I don’t wanna find out the truth
I don’t wanna find out the truth
But only truth satisfy

I want it so much to go away
I want it so much to go away
But with the truth it will stay

And you will fall heavy upon my chest
But laughing will give the time to rest
I still can breathe when you are asleep
Just let me gasp for peace

I’d like to have other things on my mind
Like to have other things on my mind
I can’t choose a lie

I wanna wake up and find you
I wanna wake up and find you
If it’s true, I won’t continue to

You will fall heavy upon my chest
But laughing will give the time to rest
I still can breathe when you are asleep
Just let me gasp for little peace

I don’t know how to get armed
I don’t know how to get armed
Truth is hard to charm, so hard to charm

There are times when I just want to cover my eyes and ears and not take in any more information at all – it’s seems all we’re ever getting is bad news. But I guess it’s in my nature to still want to know – “only truth satisfies”, and having spent almost all my life in an educational and research environment, I’m constantly learning. It’s part of my coping strategy to find out as much as I possibly can. And perhaps, sometimes ignorance is bliss. When it comes to your health and healthcare though – ignorance can be very dangerous.

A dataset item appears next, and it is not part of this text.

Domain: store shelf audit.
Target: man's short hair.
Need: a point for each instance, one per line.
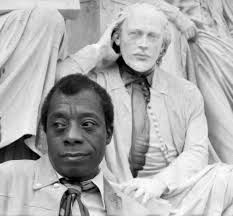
(73, 84)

I think however, that this can also be part of the reason why healthcare professionals sometimes hesitate to provide all information to patients – they get to be the (constant) bearer of bad news when what they really want to do is save and cure and help. And when we are faced with terrible news – who is easier to accuse, be angry with, and blame than the bearer of those news? The person I’m chasing to get all the information, and then when I get it it’s really not what wanted to hear… is it surprising that some of those negative feelings gets associated with the information bearer? What are your experiences?